Perdidos na vida

Dizem que, na vida, precisamos de objetivo, no singular ou no plural, capaz(es) de dar sentido à vida ou ao que lhe assemelhe. Quando alguém próximo ou distante de nós ousa ir na contramão desse mandamento, quase sempre dizemos que é um ''perdido'', que não quer nada com a vida. Toda vez que ouço das bocas do mundo e seus veículos expressos a sentença "Fulano não quer nada com a vida", me pergunto que significa ''Não querer nada com a vida?"
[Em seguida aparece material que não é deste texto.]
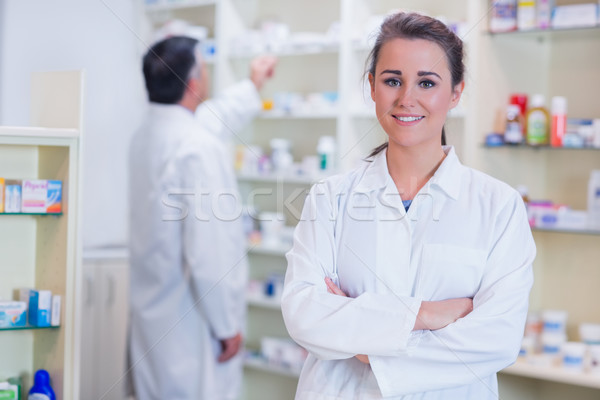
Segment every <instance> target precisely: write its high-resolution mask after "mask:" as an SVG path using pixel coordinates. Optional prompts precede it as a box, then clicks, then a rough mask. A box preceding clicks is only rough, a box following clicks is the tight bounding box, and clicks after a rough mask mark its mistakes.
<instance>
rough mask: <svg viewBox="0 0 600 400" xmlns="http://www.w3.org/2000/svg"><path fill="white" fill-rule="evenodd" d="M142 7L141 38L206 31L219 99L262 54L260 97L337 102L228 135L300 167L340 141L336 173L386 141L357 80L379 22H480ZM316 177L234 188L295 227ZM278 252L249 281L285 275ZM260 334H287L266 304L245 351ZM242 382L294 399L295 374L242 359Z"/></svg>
mask: <svg viewBox="0 0 600 400" xmlns="http://www.w3.org/2000/svg"><path fill="white" fill-rule="evenodd" d="M146 3H147V4H148V5H147V6H146V7H145V13H144V16H143V18H142V19H143V20H144V21H145V23H144V26H145V27H146V28H147V31H146V34H147V37H146V38H145V39H147V38H150V37H151V35H150V33H151V30H152V29H156V28H158V27H159V26H160V24H161V23H164V22H165V21H167V20H169V19H170V18H179V19H184V20H186V21H188V22H190V23H191V24H194V25H203V26H206V27H207V28H208V36H209V37H210V38H214V40H215V43H216V57H215V59H214V62H213V63H211V64H210V68H211V71H210V72H211V73H212V76H213V88H214V91H215V93H219V92H220V91H222V90H223V89H224V88H226V87H227V86H229V85H231V84H233V83H234V82H236V81H238V80H240V79H242V78H246V77H247V76H248V73H249V62H250V60H251V58H252V56H253V55H256V54H260V53H262V52H263V50H264V49H267V50H268V51H269V52H270V53H273V54H275V55H277V56H278V58H279V63H278V66H277V69H276V73H275V76H274V78H273V79H272V80H270V81H269V82H267V83H266V84H265V87H264V88H263V90H262V91H261V96H262V97H263V99H269V100H273V101H274V103H275V105H278V103H279V101H280V97H282V94H283V96H285V95H286V94H289V93H290V92H292V93H295V94H299V95H300V96H302V97H305V98H306V97H309V96H314V93H323V92H327V96H332V97H334V98H335V97H337V102H335V103H334V104H329V103H326V104H325V105H324V106H323V107H319V106H317V107H314V106H313V107H309V106H307V107H304V108H303V107H300V108H297V109H296V110H295V111H289V110H285V111H282V110H281V109H279V110H277V111H265V112H264V113H262V114H260V115H259V117H258V118H257V119H256V120H255V121H254V123H253V124H251V126H250V127H248V128H247V129H245V130H244V131H242V132H234V135H233V137H234V139H233V143H232V146H235V145H241V146H245V145H248V144H252V145H258V146H260V147H262V149H263V152H264V153H265V154H267V155H268V154H269V153H270V151H271V149H270V141H271V140H272V139H273V138H284V139H288V140H289V141H290V142H291V152H292V155H293V158H294V161H295V162H301V161H302V159H303V158H304V157H305V156H311V155H316V154H317V144H318V142H319V139H320V138H321V137H322V136H333V137H334V138H335V142H336V144H337V154H336V161H337V162H336V164H337V166H338V170H340V171H342V170H347V169H349V168H351V167H353V166H354V165H356V163H357V162H359V161H360V160H361V159H362V158H364V157H366V156H367V155H368V154H369V152H370V150H371V149H372V148H374V147H376V146H378V145H379V144H381V143H383V142H384V141H385V139H386V136H385V134H384V133H383V131H382V129H381V128H380V126H379V124H378V122H377V120H376V118H375V112H374V109H373V108H372V107H370V106H369V104H370V97H369V92H368V90H367V91H365V83H366V81H364V80H363V73H364V68H365V59H366V56H367V54H368V50H369V47H368V43H366V42H367V39H368V37H369V34H370V33H371V31H372V30H373V29H374V28H376V26H375V25H376V24H377V23H378V22H380V21H381V19H382V16H383V15H385V14H386V13H388V12H389V11H390V10H394V9H397V8H398V7H399V6H402V7H403V8H406V9H415V10H422V11H426V12H428V13H429V14H431V15H445V16H446V17H447V19H448V20H450V21H453V22H469V21H473V20H476V16H475V13H473V12H472V10H471V9H470V8H471V1H470V0H463V1H459V2H441V1H422V0H414V1H408V2H406V1H405V2H402V4H401V5H400V4H399V3H398V2H397V1H394V0H376V1H368V0H338V1H320V0H307V1H292V0H284V1H282V0H214V1H194V0H187V1H185V0H181V1H177V2H170V1H146ZM273 22H275V23H285V24H286V25H287V26H288V28H289V33H290V35H289V38H290V39H289V41H287V42H281V41H279V42H277V41H273V40H274V39H276V37H277V35H278V34H280V33H281V32H280V31H279V33H277V31H273V32H272V34H271V35H269V36H268V37H267V40H268V41H270V42H269V43H261V42H260V41H261V40H262V39H264V37H262V39H261V37H260V36H259V37H256V36H252V35H255V34H254V33H249V32H250V31H251V30H256V29H258V28H260V26H261V24H264V23H267V26H268V24H269V23H273ZM273 26H274V25H271V27H273ZM265 29H268V28H265ZM273 29H275V30H276V29H280V27H279V28H273ZM315 34H317V35H323V36H327V40H326V41H324V42H322V43H320V44H319V43H317V44H315V43H314V42H313V43H311V42H310V40H311V38H314V37H315ZM248 39H250V40H248ZM254 39H256V40H254ZM253 40H254V41H253ZM242 44H243V45H242ZM466 97H468V96H466ZM468 115H469V113H466V112H464V113H458V114H456V115H453V117H452V118H451V121H450V122H449V123H448V126H447V131H448V133H449V138H450V141H451V142H453V143H459V144H460V143H462V142H463V137H464V134H463V131H464V130H465V129H466V128H465V127H466V126H468V125H469V124H468V123H467V122H465V121H466V120H467V118H468V117H467V116H468ZM473 117H474V116H473V115H472V114H471V118H473ZM470 124H471V125H472V123H470ZM232 162H233V157H232ZM315 179H316V178H312V177H308V178H306V177H304V176H292V177H290V176H289V175H286V176H285V177H282V176H276V175H275V176H273V175H271V176H264V175H250V176H248V175H245V176H241V177H240V180H239V184H240V192H241V195H242V199H243V201H244V203H245V204H249V203H252V205H253V206H256V207H257V208H258V209H259V210H260V211H276V212H281V213H283V214H284V215H285V219H286V224H287V225H289V226H293V225H295V224H296V223H297V220H298V219H299V217H300V212H301V210H302V206H303V202H304V197H305V194H306V192H307V190H308V188H309V187H310V184H311V183H312V182H313V181H314V180H315ZM284 253H285V251H284V250H281V249H280V250H277V249H272V248H271V249H265V248H262V247H258V248H254V249H252V250H251V252H250V254H249V259H250V277H251V278H252V279H265V278H266V277H268V276H269V275H270V274H272V273H279V274H284V273H285V268H286V261H285V258H284ZM263 336H283V337H286V336H287V332H286V330H285V326H284V324H283V319H282V316H281V312H280V307H279V306H278V305H277V304H273V303H272V302H264V301H260V300H252V301H250V302H249V310H248V335H247V346H248V347H249V348H250V349H253V350H258V349H259V347H260V339H261V337H263ZM244 378H245V379H244V397H245V398H246V399H248V400H253V399H260V400H264V399H269V398H272V399H277V400H282V399H291V398H293V397H294V393H295V387H296V384H297V372H293V371H288V370H285V369H279V368H272V367H270V366H265V365H264V364H257V363H255V362H248V363H247V366H246V369H245V373H244ZM269 396H270V397H269Z"/></svg>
Ontem um amigo me veio se queixar de amor partido. Sua mulher, até onde sei a única dos últimos dez anos, o abandonou, alegando que meu amigo não quer nada com a vida. Só agora, depois de mais de uma década de convívio, ela percebeu que meu amigo não quer nada com a vida. Mas que vida é essa que meu amigo desconhece? Será a mesma da sua ex-esposa? Ou a que andam vendendo no Teatro da Broadway? Ou ainda esta que nos leva dois terços ou mais da vida, da vida longe dos sábados e colados às segundas-feiras?
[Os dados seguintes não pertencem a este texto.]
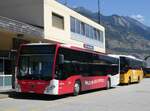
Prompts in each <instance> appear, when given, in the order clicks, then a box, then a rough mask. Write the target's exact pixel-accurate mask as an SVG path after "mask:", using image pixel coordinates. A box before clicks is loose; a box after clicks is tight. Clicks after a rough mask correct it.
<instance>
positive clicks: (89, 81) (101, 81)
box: [85, 79, 104, 85]
mask: <svg viewBox="0 0 150 111" xmlns="http://www.w3.org/2000/svg"><path fill="white" fill-rule="evenodd" d="M100 82H104V79H96V80H89V81H87V80H86V81H85V85H93V84H97V83H100Z"/></svg>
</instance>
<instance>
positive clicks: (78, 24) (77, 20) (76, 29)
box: [76, 19, 80, 34]
mask: <svg viewBox="0 0 150 111" xmlns="http://www.w3.org/2000/svg"><path fill="white" fill-rule="evenodd" d="M76 33H78V34H80V21H79V20H77V19H76Z"/></svg>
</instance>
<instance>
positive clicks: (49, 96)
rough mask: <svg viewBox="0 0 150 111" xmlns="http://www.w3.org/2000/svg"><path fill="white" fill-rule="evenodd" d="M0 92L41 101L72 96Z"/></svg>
mask: <svg viewBox="0 0 150 111" xmlns="http://www.w3.org/2000/svg"><path fill="white" fill-rule="evenodd" d="M111 89H113V88H111ZM104 90H106V89H96V90H90V91H84V92H81V94H80V95H84V94H90V93H94V92H98V91H104ZM0 94H2V95H6V96H8V97H10V98H14V99H28V100H43V101H55V100H58V99H65V98H68V97H72V96H73V95H72V94H67V95H59V96H55V95H43V94H29V93H16V92H14V91H9V92H0Z"/></svg>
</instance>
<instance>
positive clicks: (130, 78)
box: [109, 54, 145, 84]
mask: <svg viewBox="0 0 150 111" xmlns="http://www.w3.org/2000/svg"><path fill="white" fill-rule="evenodd" d="M109 56H111V57H115V58H118V59H119V73H120V84H130V83H134V82H140V81H141V80H142V79H143V76H144V72H143V67H144V64H145V62H144V61H143V60H141V59H138V58H136V57H134V56H130V55H111V54H110V55H109Z"/></svg>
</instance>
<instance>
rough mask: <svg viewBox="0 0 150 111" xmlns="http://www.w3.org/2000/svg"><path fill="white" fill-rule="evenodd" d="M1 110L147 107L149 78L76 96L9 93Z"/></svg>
mask: <svg viewBox="0 0 150 111" xmlns="http://www.w3.org/2000/svg"><path fill="white" fill-rule="evenodd" d="M0 111H150V79H144V80H143V81H141V83H140V84H132V85H129V86H118V87H117V88H113V89H110V90H97V91H92V92H86V93H83V94H81V95H79V96H77V97H73V96H70V95H66V96H61V97H57V96H55V97H54V96H43V95H42V96H40V95H34V96H33V95H24V96H17V97H16V96H14V95H13V96H12V95H10V97H9V98H5V99H0Z"/></svg>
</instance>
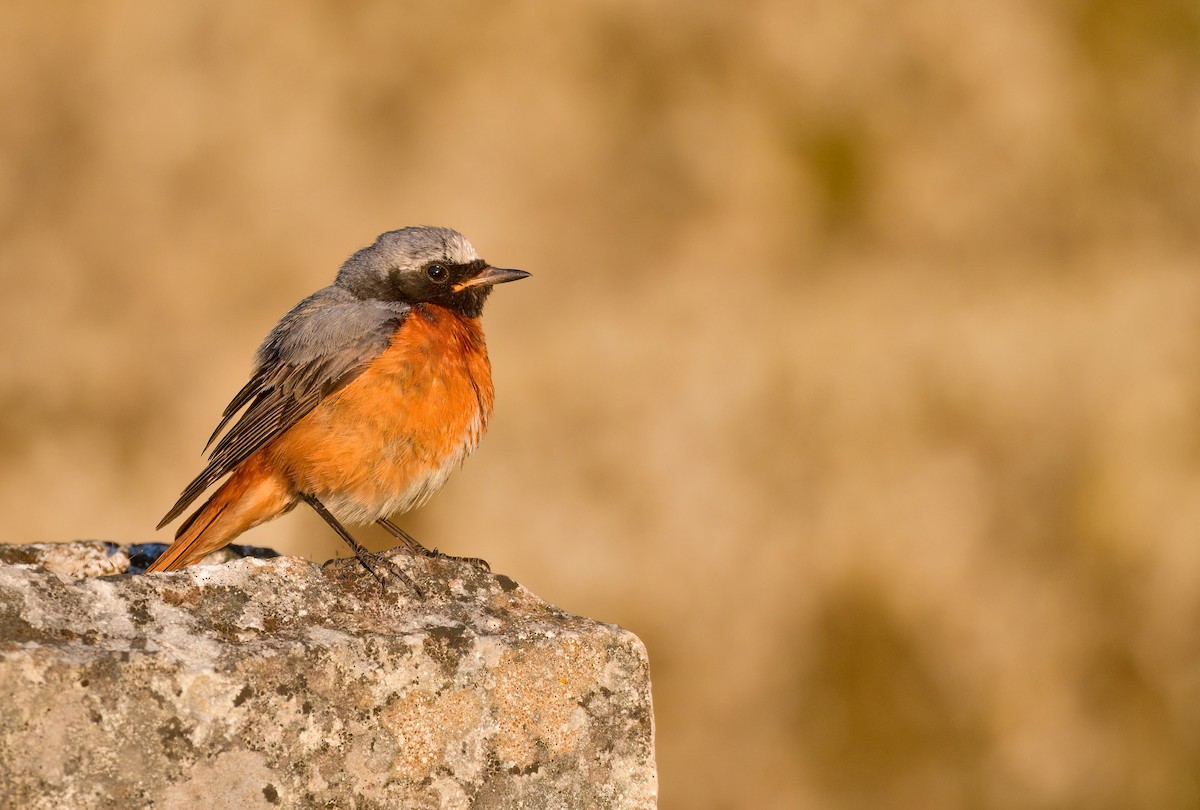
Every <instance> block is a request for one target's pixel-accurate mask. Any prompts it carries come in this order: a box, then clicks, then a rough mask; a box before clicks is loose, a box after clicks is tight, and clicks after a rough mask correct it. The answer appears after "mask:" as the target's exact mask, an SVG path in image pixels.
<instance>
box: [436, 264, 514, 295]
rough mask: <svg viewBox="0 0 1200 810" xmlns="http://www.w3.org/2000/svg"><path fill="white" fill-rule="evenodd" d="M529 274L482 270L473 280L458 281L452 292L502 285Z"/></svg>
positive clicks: (502, 270) (469, 279) (491, 268)
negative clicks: (505, 283) (495, 284)
mask: <svg viewBox="0 0 1200 810" xmlns="http://www.w3.org/2000/svg"><path fill="white" fill-rule="evenodd" d="M528 276H529V274H528V272H526V271H524V270H502V269H500V268H484V271H482V272H480V274H479V275H478V276H474V277H473V278H468V280H467V281H460V282H458V283H457V284H455V286H454V292H456V293H458V292H462V290H464V289H467V288H468V287H491V286H492V284H503V283H504V282H506V281H517V280H518V278H526V277H528Z"/></svg>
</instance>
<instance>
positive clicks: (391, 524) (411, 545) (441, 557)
mask: <svg viewBox="0 0 1200 810" xmlns="http://www.w3.org/2000/svg"><path fill="white" fill-rule="evenodd" d="M378 523H379V526H380V527H383V529H384V530H385V532H386V533H388V534H390V535H391V536H394V538H396V539H397V540H400V542H401V545H403V546H404V548H407V550H408V551H409V552H412V553H414V554H420V556H421V557H431V558H433V559H449V560H454V562H456V563H467V564H468V565H473V566H474V568H476V569H479V570H480V571H484V572H485V574H491V572H492V566H491V564H490V563H488V562H487V560H486V559H484V558H481V557H455V556H454V554H443V553H442V552H440V551H438V550H437V548H432V550H431V548H426V547H425V546H422V545H421V544H420V541H418V540H416V538H414V536H413V535H410V534H409V533H408V532H406V530H404V529H402V528H400V527H398V526H396V524H395V523H392V522H391V521H389V520H388V518H386V517H380V518H379V520H378Z"/></svg>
Longe de ser coach de relacionamento, mas desconfio de que a ex-esposa de meu amigo passou a enxergar a vida de modo diferente. Nada de errado há nisso, tal qual bem sabe Heráclito de Efeso e seu rio, que nunca é o mesmo, pois está sempre a fluir. Penso, porém, que a ex-esposa de meu amigo deveria ter sido compreensiva com o conceito de vida de meu amigo e de como usufruí-la. Mas Talvez ela tenha recebido aulas de algum coach de relacionamento, esse profissional tão requisitado ultimamente, que a orientou a buscar seu objetivo na vida, com metas e tudo a cumprir. Um objetivo que excluía de sua vida o meu amigo servente de pedreiro, esse "perdido", como, segundo ele, ela tanto enfatizou.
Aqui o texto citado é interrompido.